Wikrawardana, yang juga dikenal dengan nama alias Ocha, Aco, atau Abu Fahri, ditangkap oleh Densus 88 pada 12 April 2014 dan divonis oleh Pengadilan Negeri Jakarta Timur dengan hukuman 5 tahun penjara. Setelah menjalani hukuman di Lapas Kelas IIA Subang, Jawa Barat, ia dipindahkan ke Lapas Kelas IIA Palu, Sulawesi Tengah, pada 26 Februari 2017 hingga masa bebasnya.
Untuk memenuhi kebutuhan hidup keluarganya, Wikrawardana kini bekerja sebagai kurir dan sopir bantu. Ia menegaskan bahwa bisnis BBM solar yang dulu dijalankannya sudah tidak lagi beroperasi. Dalam pesannya, ia mengajak masyarakat untuk mendukung program pemerintah dan menjalin komunikasi serta kerja sama yang baik dengan pihak Kepolisian demi menjaga situasi keamanan yang kondusif di wilayah Kabupaten Poso. Ia juga mengingatkan agar masyarakat tidak mudah terpengaruh oleh hal-hal yang merugikan.
Wikrawardana mengaku bahwa keterlibatannya dalam tindak pidana terorisme di masa lalu menjadi pelajaran penting bagi dirinya. Kini, ia bertekad untuk tidak terlibat lagi dalam kasus serupa dan fokus pada keluarganya. Dengan memiliki istri, anak, dan keluarga yang menjadi prioritas, ia berharap bisa mendapatkan pekerjaan tetap untuk menghidupi mereka.

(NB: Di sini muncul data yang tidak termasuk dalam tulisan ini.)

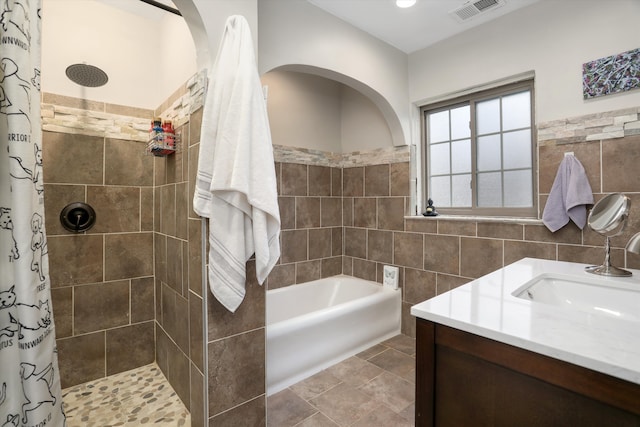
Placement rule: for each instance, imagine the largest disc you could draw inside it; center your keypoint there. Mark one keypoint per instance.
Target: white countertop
(486, 307)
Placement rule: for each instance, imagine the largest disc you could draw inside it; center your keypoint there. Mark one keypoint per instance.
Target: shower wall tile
(293, 246)
(101, 306)
(347, 211)
(331, 266)
(159, 171)
(376, 182)
(195, 256)
(160, 257)
(81, 358)
(196, 333)
(319, 243)
(130, 347)
(236, 370)
(250, 314)
(441, 253)
(307, 212)
(419, 285)
(308, 271)
(196, 398)
(282, 275)
(182, 210)
(125, 163)
(501, 231)
(117, 209)
(62, 305)
(128, 255)
(400, 178)
(287, 207)
(174, 168)
(142, 299)
(294, 180)
(336, 182)
(337, 241)
(330, 212)
(149, 246)
(355, 242)
(365, 213)
(391, 211)
(72, 159)
(168, 210)
(175, 317)
(319, 181)
(75, 259)
(620, 155)
(146, 209)
(380, 246)
(353, 182)
(364, 269)
(407, 249)
(175, 265)
(125, 110)
(179, 368)
(56, 198)
(458, 228)
(516, 250)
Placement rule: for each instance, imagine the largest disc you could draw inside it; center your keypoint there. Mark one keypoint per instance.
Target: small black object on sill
(431, 210)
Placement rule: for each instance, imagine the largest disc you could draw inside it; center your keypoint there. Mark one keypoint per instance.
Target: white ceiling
(414, 28)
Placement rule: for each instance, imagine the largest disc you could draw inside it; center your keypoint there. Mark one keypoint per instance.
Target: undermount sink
(597, 296)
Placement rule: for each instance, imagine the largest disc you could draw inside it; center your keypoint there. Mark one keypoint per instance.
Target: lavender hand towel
(569, 197)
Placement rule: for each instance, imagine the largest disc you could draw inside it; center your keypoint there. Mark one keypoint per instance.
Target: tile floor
(133, 398)
(375, 388)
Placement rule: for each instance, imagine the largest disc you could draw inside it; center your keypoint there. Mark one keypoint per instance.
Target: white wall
(214, 14)
(146, 56)
(296, 32)
(304, 111)
(363, 125)
(308, 111)
(553, 38)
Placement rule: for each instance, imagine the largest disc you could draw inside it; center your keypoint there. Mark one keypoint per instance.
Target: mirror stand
(606, 269)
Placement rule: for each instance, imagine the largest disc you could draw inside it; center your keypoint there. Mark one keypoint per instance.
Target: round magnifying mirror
(609, 215)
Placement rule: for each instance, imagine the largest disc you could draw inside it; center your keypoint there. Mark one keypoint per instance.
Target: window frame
(472, 99)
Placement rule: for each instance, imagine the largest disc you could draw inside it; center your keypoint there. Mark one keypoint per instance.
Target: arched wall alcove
(397, 136)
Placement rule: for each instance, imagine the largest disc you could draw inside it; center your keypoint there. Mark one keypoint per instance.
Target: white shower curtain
(30, 392)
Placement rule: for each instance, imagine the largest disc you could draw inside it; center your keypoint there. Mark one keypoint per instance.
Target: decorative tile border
(591, 127)
(69, 118)
(93, 120)
(324, 158)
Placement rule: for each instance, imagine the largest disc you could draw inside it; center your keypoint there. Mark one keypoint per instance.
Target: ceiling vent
(474, 8)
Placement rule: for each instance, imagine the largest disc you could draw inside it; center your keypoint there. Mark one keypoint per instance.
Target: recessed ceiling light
(405, 3)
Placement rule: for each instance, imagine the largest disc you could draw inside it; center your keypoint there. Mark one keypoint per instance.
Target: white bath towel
(236, 182)
(570, 194)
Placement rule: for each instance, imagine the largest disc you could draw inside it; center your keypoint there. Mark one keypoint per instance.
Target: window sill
(472, 218)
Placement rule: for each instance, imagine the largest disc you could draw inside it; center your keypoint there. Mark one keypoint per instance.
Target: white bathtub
(313, 325)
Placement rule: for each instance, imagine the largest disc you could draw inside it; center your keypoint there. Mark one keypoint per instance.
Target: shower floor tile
(138, 397)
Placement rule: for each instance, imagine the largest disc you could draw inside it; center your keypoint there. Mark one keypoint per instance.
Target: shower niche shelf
(163, 145)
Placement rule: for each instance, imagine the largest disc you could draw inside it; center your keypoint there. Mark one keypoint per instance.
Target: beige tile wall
(129, 291)
(102, 280)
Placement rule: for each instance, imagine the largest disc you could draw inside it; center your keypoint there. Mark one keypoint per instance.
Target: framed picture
(612, 74)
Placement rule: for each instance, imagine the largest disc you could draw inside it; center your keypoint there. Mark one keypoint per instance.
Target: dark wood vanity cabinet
(466, 380)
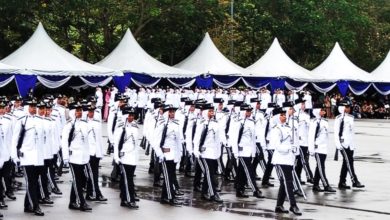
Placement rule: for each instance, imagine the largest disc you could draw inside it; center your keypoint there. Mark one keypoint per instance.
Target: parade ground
(372, 164)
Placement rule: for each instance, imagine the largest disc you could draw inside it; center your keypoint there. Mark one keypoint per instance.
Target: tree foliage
(170, 30)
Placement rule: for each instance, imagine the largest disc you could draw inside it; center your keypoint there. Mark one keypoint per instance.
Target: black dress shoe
(38, 212)
(46, 201)
(132, 205)
(357, 184)
(268, 184)
(205, 197)
(175, 202)
(157, 184)
(329, 189)
(317, 188)
(197, 188)
(101, 198)
(298, 193)
(2, 204)
(344, 186)
(295, 210)
(178, 192)
(10, 195)
(74, 206)
(28, 210)
(241, 194)
(90, 198)
(85, 207)
(280, 209)
(56, 191)
(258, 194)
(216, 198)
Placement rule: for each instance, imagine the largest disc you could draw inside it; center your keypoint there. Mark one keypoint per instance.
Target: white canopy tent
(207, 59)
(337, 67)
(40, 55)
(129, 56)
(276, 63)
(382, 72)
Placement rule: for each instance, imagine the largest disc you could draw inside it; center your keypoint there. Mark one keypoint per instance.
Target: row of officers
(195, 137)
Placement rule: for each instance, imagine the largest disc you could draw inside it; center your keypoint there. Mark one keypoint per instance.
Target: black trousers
(43, 181)
(268, 168)
(348, 166)
(299, 163)
(199, 170)
(320, 170)
(209, 180)
(79, 174)
(259, 159)
(286, 185)
(51, 170)
(31, 174)
(127, 183)
(6, 175)
(93, 180)
(245, 174)
(168, 171)
(231, 164)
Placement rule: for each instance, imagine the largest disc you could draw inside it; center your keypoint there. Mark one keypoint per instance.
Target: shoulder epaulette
(7, 117)
(22, 117)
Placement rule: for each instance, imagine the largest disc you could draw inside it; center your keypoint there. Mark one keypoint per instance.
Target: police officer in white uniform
(75, 150)
(318, 146)
(344, 141)
(283, 159)
(244, 149)
(168, 145)
(96, 154)
(126, 155)
(28, 150)
(207, 146)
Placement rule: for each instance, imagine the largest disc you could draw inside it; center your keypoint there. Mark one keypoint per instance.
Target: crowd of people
(200, 132)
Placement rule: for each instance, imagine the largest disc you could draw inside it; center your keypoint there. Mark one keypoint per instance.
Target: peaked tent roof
(276, 63)
(7, 69)
(337, 66)
(40, 55)
(129, 56)
(382, 72)
(208, 59)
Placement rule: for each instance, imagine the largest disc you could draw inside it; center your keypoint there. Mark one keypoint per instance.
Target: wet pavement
(372, 163)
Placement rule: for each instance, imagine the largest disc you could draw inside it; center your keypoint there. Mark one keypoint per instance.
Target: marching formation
(201, 133)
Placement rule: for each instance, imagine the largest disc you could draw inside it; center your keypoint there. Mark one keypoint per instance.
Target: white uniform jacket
(347, 137)
(172, 147)
(318, 143)
(95, 138)
(32, 146)
(5, 138)
(284, 150)
(78, 151)
(129, 152)
(303, 128)
(214, 138)
(247, 145)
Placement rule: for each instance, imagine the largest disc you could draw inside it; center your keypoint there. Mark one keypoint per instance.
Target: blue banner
(25, 83)
(122, 81)
(204, 82)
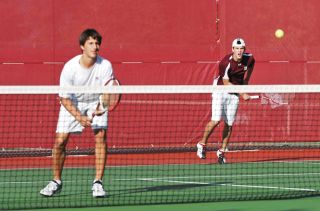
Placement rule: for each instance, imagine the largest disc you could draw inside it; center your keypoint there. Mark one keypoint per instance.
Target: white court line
(221, 176)
(231, 185)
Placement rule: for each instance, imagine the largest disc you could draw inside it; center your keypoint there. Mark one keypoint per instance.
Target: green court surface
(149, 185)
(305, 204)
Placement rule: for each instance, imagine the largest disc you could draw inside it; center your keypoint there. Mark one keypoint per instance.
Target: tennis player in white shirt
(87, 69)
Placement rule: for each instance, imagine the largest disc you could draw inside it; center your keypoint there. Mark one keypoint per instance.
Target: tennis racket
(109, 101)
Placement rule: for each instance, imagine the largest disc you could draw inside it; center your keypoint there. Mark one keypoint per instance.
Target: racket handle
(252, 97)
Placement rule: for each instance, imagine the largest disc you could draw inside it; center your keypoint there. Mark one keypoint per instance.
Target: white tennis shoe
(52, 188)
(97, 189)
(221, 157)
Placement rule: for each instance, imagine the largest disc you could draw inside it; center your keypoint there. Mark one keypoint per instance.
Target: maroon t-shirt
(233, 70)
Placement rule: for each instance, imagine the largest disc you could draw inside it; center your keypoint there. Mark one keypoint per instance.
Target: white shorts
(224, 105)
(68, 124)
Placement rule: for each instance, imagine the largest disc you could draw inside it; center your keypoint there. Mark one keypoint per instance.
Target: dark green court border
(304, 204)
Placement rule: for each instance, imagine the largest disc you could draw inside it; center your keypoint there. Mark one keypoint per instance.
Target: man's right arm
(74, 111)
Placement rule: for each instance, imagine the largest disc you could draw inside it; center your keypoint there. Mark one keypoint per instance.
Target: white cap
(238, 42)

Selain itu, Wikrawardana menyatakan kesiapan mendukung program pemerintah khususnya dalam membangun Kabupaten Poso. Ia juga bersedia membantu pihak Kepolisian dalam menjaga keamanan dan ketertiban masyarakat serta mencegah berkembangnya pemahaman radikal, intoleransi, dan terorisme melalui program deradikalisasi.